Une année se passa de la sorte et Gérasime paraissait très content de son sort quand survint un événement inattendu. Par une belle journée d’été la vieille dame faisait les cent pas dans son salon entourée de ses dames de compagnie. Fort bien disposée ce jour-là, elle riait, plaisantait, et ses obséquieuses commensales l’imitaient – non sans appréhension, car malheur à qui n’eût point répondu par un enjouement immédiat et total à ces élans de gaieté, qui d’ailleurs cédaient bientôt la place à une humeur sombre et atrabilaire ! Mais, ce matin-là, tout semblait sourire à la capricieuse personne. Au saut du lit, comme d’habitude, elle s’était tiré les cartes et avait réuni du premier coup quatre valets dans son jeu, ce qui lui présageait l’accomplissement de tous ses désirs. Puis son thé lui avait paru d’une saveur exquise, ce qui valut à la femme de chambre quelques mots de louange et une gratification de dix kopeks. Un sourire doucereux flottait donc sur ses lèvres ridées tandis qu’elle allait et venait dans son salon. Elle s’approcha d’une fenêtre qui donnait sur un parterre. Au beau milieu de ce parterre Moumou, couchée sous un rosier, rongeait consciencieusement un os. Dès qu’elle l’aperçut :

– Seigneur, mon Dieu, s’écria-t-elle, un chien ! À qui est-il donc ?

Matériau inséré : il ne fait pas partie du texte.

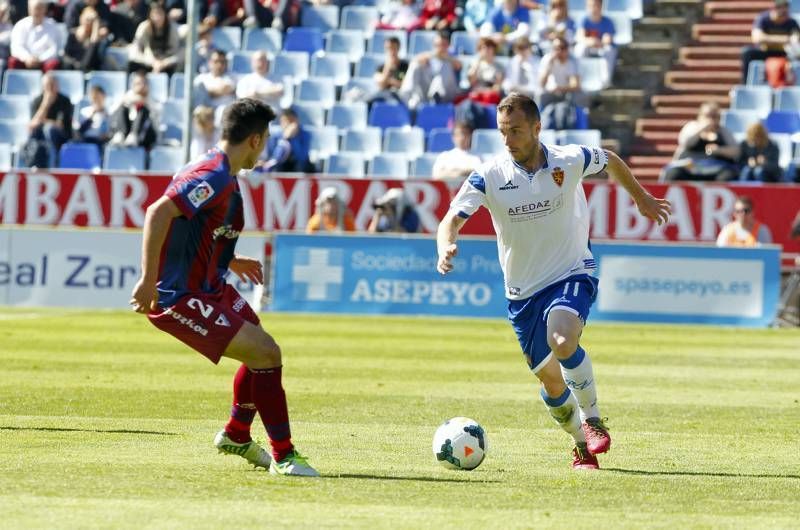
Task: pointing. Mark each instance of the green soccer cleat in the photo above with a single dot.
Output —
(293, 464)
(250, 451)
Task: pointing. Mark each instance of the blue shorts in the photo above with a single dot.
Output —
(528, 317)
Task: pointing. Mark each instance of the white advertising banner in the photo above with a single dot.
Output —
(84, 268)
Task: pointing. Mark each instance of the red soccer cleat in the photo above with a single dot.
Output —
(583, 459)
(597, 438)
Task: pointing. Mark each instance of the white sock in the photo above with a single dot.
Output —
(578, 374)
(563, 409)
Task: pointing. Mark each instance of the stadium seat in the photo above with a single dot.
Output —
(367, 142)
(323, 17)
(439, 140)
(393, 165)
(335, 66)
(308, 40)
(435, 116)
(15, 108)
(782, 122)
(309, 113)
(226, 38)
(349, 164)
(292, 64)
(375, 43)
(363, 18)
(166, 159)
(755, 98)
(22, 83)
(125, 159)
(347, 41)
(388, 115)
(420, 41)
(269, 40)
(737, 121)
(351, 116)
(70, 83)
(79, 156)
(114, 84)
(407, 140)
(487, 143)
(422, 166)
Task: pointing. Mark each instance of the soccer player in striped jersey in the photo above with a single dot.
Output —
(541, 219)
(188, 248)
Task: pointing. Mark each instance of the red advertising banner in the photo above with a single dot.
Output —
(286, 202)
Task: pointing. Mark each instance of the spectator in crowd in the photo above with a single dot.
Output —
(507, 23)
(156, 46)
(394, 213)
(94, 124)
(745, 230)
(772, 31)
(486, 74)
(132, 124)
(204, 133)
(257, 85)
(331, 215)
(758, 156)
(51, 124)
(35, 40)
(432, 77)
(522, 73)
(399, 14)
(706, 149)
(216, 87)
(458, 161)
(437, 15)
(595, 37)
(558, 24)
(289, 151)
(127, 16)
(86, 44)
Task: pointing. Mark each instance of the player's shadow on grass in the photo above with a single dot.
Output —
(412, 479)
(698, 473)
(70, 429)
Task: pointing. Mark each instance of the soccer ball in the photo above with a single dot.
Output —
(460, 443)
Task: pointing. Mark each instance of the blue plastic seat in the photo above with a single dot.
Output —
(79, 156)
(393, 165)
(226, 38)
(439, 140)
(125, 159)
(335, 66)
(349, 164)
(388, 115)
(366, 141)
(407, 140)
(431, 116)
(347, 41)
(166, 159)
(299, 39)
(269, 40)
(322, 17)
(348, 116)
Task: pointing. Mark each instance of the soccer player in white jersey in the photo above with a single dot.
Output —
(541, 218)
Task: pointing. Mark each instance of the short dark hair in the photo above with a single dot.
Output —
(245, 117)
(517, 100)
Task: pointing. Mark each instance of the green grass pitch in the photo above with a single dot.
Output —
(105, 422)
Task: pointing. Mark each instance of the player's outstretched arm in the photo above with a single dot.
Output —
(446, 237)
(657, 210)
(157, 221)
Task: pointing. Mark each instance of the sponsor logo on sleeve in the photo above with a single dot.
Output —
(200, 194)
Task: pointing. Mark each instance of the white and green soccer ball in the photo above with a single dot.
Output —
(460, 443)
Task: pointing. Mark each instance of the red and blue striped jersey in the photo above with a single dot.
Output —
(200, 243)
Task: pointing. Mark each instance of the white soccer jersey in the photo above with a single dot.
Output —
(541, 219)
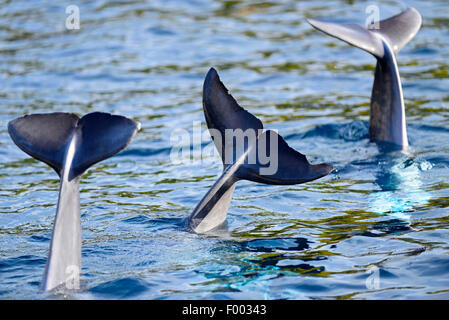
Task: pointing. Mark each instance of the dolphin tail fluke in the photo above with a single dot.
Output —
(69, 145)
(46, 137)
(397, 31)
(100, 136)
(273, 161)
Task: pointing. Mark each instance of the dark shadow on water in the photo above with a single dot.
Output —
(124, 288)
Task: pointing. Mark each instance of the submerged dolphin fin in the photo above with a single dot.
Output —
(70, 146)
(387, 113)
(247, 153)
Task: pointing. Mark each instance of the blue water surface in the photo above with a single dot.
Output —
(378, 214)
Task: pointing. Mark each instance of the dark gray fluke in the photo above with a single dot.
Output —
(70, 146)
(250, 161)
(387, 113)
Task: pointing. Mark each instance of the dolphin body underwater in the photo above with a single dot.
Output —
(70, 145)
(222, 113)
(387, 111)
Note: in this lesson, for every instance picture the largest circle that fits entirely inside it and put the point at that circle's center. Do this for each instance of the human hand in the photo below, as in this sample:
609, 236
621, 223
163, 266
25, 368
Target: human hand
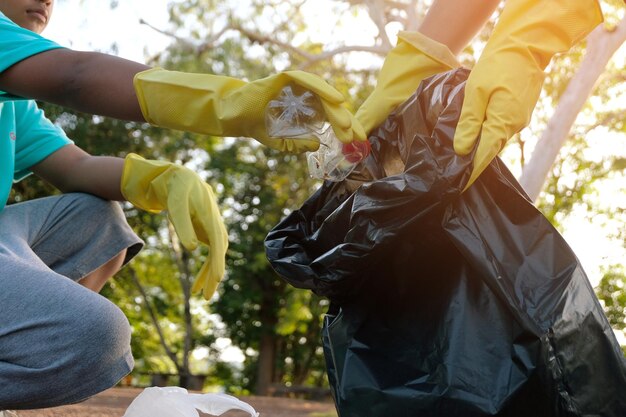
414, 58
192, 208
225, 106
504, 86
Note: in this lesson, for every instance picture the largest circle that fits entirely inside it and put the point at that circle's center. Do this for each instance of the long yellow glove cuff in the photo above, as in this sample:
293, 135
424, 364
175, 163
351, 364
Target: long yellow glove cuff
414, 58
192, 208
225, 106
504, 86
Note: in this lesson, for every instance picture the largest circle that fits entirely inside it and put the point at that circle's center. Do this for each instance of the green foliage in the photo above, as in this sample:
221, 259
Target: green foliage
257, 187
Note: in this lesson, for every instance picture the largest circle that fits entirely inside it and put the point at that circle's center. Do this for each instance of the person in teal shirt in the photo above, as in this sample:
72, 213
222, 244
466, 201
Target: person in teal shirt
60, 341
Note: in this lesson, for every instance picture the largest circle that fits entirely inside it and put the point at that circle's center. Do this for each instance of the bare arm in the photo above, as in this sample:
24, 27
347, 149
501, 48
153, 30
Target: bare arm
455, 22
90, 82
71, 169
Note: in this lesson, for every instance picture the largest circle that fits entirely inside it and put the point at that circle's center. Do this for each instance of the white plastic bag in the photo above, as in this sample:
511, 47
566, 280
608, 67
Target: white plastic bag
177, 402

La suivante à qui elle s’adressait éprouva l’embarras d’un subalterne qui ne sait trop comment interpréter la pensée de son chef.

– Je... ne sais, murmura-t-elle, je crois que c’est au muet.

– Mais vraiment, reprit la dame, c’est une charmante petite bête. Vite, qu’on me l’apporte ! Y a-t-il longtemps qu’il la possède ? Comment se fait-il que je ne l’aie pas encore aperçue ? Vite, dites qu’on me l’apporte.

La dame de compagnie se précipita dans le vestibule.

– Stépane, s’écria-t-elle, dépêchez-vous d’aller chercher Moumou ! Elle est dans le jardin.

– Ah ! on l’appelle Moumou, s’écria la vieille dame. C’est un joli nom.

– Oui, n’est-ce pas, s’empressa d’acquiescer la dame de compagnie. Vite, Stépane, vite !

Stépane, un robuste gaillard qui exerçait les fonctions de valet de chambre, se précipita dans le jardin et avança la main pour saisir Moumou, mais l’agile petite bête lui glissa entre les doigts et, la queue dressée, courut se réfugier près de son maître occupé en ce moment à nettoyer son baril, qu’il tournait comme s’il n’eût eu entre les mains qu’un tambour d’enfant. Stépane courut après la chienne et de nouveau voulut s’emparer d’elle aux pieds mêmes de son maître ; mais de nouveau Moumou lui échappa. Elle sautillait, se débattait, au grand amusement de Gérasime qui contemplait ce spectacle avec un sourire ironique. Stépane agacé lui fit comprendre par signes qu’il agissait sur l’ordre de leur maîtresse. Gérasime, fort surpris, souleva Moumou et la remit à Stépane, qui se hâte d’aller la déposer sur le parquet du salon. La dame aussitôt de l’appeler à elle d’une voix caressante ; mais la pauvre bête, effarouchée par ce luxe inconnu, tenta de s’esquiver ; repoussée par l’officieux Stépane, elle se tapit, toute tremblante, contre le mur.

– Moumou, Moumou, viens près de moi, viens près de ta maîtresse, lui dit la dame. Mais viens donc, petite sotte, n’aie pas peur.

– Allons, Moumou, viens donc, répétèrent à l’envi les suivantes.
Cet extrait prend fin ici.